Friday, August 19, 2022

Screen shot of Zoom meeting with seven people.
Congratulations to Dr. Ian Gibson, who on Aug. 18 successfully defended his dissertation, “Some Mysterious Resonance Between Thing and Language: On Contradiction and the Materialist Theologies of Cormac McCarthy and Marilynne Robinson."

Abstract

At first glance, the works of the contemporary American authors Marilynne Robinson and Cormac McCarthy look so distinctly unlike that they seem to represent opposing poles on a hypothetical literary spectrum. The fundamental inclinations of the two figures appear, at least initially, to be irreconcilable: Robinson is a committed Calvinist, writing essays and works of fiction that express some version of that faith, while McCarthy writes novels, plays, and a recent essay that are rigorously materialist, and in some instances apparently nihilistic. Scholarly efforts to consider these two authors together have been few and far between, though occasional attempts have noted the importance of a shared attention to language and narrative form. The poet Christian Wiman is one such scholar, who suggests, in his essay collection My Bright Abyss, that McCarthy and Robinson are bound by what he calls “genuine visionary feeling,” or the ability to express “some mysterious resonance between thing and language, mind and matter” (51).

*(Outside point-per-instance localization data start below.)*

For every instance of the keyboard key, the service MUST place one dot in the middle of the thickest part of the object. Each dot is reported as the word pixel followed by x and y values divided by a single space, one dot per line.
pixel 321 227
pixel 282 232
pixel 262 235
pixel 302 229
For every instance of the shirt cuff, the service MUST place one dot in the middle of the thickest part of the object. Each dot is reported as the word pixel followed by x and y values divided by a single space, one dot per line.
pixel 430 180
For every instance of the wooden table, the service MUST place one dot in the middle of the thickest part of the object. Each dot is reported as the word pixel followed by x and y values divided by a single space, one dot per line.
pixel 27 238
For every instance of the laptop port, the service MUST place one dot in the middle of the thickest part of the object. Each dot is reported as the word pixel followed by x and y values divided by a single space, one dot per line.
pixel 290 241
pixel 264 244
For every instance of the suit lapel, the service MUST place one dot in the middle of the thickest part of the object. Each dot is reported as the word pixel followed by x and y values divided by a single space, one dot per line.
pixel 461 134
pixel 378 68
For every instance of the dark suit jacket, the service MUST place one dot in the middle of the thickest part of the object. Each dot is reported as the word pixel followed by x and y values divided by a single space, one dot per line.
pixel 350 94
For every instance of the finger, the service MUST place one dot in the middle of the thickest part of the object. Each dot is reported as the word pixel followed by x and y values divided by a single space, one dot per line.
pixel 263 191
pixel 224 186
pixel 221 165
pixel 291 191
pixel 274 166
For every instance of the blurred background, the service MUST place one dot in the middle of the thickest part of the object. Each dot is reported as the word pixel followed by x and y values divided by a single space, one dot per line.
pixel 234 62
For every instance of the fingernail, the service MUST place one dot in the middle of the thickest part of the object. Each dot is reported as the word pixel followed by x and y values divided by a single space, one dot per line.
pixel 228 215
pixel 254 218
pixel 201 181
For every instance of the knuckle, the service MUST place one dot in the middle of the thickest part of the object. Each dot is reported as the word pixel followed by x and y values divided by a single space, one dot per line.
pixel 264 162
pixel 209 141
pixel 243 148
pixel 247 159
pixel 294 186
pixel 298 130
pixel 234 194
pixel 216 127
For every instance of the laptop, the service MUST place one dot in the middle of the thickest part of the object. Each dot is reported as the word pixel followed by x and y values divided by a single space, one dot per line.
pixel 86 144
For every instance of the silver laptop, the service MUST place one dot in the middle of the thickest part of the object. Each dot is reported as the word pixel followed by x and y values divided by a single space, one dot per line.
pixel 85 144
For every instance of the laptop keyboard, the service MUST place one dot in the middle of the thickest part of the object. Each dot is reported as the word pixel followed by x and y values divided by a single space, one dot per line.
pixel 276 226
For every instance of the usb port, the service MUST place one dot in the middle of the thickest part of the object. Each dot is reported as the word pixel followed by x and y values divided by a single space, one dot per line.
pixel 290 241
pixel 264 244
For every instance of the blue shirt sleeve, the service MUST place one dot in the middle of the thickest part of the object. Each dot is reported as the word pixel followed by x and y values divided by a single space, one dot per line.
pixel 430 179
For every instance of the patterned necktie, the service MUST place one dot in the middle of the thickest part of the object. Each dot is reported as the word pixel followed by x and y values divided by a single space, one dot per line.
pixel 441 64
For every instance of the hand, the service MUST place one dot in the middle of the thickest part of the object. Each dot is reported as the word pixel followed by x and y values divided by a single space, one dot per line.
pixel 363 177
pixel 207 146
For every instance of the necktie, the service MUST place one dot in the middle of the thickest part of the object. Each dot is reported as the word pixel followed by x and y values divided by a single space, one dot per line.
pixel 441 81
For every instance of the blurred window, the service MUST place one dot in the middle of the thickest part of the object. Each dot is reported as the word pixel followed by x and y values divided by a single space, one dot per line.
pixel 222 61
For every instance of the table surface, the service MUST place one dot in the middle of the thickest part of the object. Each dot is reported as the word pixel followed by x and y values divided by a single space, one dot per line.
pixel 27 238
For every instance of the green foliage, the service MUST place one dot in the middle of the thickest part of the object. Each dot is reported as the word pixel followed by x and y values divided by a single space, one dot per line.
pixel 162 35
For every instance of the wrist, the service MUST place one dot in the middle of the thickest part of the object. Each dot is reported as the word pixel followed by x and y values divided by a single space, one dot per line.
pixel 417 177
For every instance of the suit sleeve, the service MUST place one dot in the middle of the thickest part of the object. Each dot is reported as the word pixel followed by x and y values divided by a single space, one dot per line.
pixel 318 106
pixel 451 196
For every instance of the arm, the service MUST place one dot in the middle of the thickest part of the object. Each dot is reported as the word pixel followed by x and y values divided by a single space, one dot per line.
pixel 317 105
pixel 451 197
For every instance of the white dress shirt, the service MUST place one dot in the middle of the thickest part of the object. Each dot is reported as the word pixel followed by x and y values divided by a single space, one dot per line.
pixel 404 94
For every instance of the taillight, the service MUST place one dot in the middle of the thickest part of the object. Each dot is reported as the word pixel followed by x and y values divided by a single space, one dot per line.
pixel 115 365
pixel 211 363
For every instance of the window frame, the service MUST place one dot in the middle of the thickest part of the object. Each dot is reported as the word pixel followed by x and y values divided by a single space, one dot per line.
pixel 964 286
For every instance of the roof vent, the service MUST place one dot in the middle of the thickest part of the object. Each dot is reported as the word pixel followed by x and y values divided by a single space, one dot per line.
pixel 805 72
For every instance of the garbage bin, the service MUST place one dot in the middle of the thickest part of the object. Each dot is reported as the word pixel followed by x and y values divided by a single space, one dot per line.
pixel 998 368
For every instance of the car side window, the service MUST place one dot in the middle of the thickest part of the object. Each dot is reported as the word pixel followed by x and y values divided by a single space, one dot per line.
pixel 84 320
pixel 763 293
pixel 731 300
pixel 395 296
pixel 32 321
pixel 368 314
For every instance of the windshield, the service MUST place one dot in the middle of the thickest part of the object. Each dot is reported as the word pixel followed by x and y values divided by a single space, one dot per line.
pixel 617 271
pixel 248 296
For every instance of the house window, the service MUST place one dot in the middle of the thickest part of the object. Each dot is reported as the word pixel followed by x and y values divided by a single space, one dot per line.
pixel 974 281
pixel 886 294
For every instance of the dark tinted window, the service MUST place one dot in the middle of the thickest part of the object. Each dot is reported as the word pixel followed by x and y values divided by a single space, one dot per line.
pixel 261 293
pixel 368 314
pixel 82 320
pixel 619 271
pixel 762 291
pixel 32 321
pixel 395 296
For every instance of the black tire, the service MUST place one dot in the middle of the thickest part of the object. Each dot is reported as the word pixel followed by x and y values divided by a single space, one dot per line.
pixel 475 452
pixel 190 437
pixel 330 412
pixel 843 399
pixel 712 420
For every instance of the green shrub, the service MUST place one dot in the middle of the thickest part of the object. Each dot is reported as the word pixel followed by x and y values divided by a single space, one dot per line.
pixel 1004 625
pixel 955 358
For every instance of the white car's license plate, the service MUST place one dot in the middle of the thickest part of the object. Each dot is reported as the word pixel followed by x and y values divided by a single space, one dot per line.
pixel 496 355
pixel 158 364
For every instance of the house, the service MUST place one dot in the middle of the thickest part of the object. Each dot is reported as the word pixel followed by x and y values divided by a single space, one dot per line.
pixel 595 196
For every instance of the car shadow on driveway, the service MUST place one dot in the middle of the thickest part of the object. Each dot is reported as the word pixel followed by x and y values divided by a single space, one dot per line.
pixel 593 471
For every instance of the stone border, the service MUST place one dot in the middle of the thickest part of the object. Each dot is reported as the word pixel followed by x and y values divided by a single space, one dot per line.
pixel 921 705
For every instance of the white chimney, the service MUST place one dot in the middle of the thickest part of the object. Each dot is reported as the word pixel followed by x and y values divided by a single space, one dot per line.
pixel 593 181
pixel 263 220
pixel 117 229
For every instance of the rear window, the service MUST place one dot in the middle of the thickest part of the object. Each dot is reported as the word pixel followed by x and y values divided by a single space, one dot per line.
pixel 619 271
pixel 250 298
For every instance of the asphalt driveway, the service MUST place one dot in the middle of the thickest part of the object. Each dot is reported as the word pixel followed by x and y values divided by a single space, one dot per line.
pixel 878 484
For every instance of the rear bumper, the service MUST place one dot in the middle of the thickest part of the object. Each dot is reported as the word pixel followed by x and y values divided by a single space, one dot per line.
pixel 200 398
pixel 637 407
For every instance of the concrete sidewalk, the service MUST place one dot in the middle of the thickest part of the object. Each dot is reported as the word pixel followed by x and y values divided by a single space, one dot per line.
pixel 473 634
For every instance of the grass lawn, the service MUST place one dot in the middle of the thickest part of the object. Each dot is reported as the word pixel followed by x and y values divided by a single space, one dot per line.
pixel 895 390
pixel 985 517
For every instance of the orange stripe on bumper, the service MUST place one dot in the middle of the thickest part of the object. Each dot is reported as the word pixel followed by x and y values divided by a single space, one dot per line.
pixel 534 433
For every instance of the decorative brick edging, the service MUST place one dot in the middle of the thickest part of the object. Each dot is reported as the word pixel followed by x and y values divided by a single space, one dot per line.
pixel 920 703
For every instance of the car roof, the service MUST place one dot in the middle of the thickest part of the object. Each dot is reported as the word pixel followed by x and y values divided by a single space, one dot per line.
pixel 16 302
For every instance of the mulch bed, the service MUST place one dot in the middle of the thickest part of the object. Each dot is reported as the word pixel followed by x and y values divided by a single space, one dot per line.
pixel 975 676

Taking this impulse as my starting point, I aim to articulate not only what such resonance—between human experience, materiality, and literary form—might mean generally, but what it might mean with respect to McCarthy and Robinson in particular, two authors whose differences come to look superficial in light of a shared manner of expression that is perhaps as much ontological as it is literary. To read these authors together in such a way, I claim, is to see their similar engagements with matters of scientific inquiry and theological speculation transformed from oppositional to mutually reinforcing; and it is to see their shared attentions to the simultaneously material and immaterial nature of reality as invitations to rethink other apparently stable oppositional categories in their works—categories like science and religion, finitude and infinitude, and even time itself, along with our experience of it.

Proceeding with these matters in mind, my dissertation is essentially a twofold study. On the one hand it is a comparison of apparent opposites in the form of an extended reading of the novels and essays of Robinson and McCarthy that illuminates moments of shared purpose where scholarship has assumed there is almost none. Each chapter takes up a single text from Robinson and a single text from McCarthy and sets them side-by-side so as to examine and develop some of the different ways in which the formal features of these works establish similar ontological commitments. On the other hand, the dissertation is also an extended critique of contradiction itself—one which locates in the thematic and ideological tensions between and shared by these two authors an interpretive mode that continually presses against the boundaries of their finite works, and suggests the possibility of a perceptual orientation that is always both “merely” and “greater than.” In each chapter, I find and elaborate upon this interpretive mode, which I draw out of supposed conflicts between the Christian Logos and the evolution of language, the time of Biblical typology and the time of quantum entanglement, and the human experience of loss and the law of the conservation of energy—and use these generative tensions to show how Robinson and McCarthy are ultimately at work on strikingly similar projects.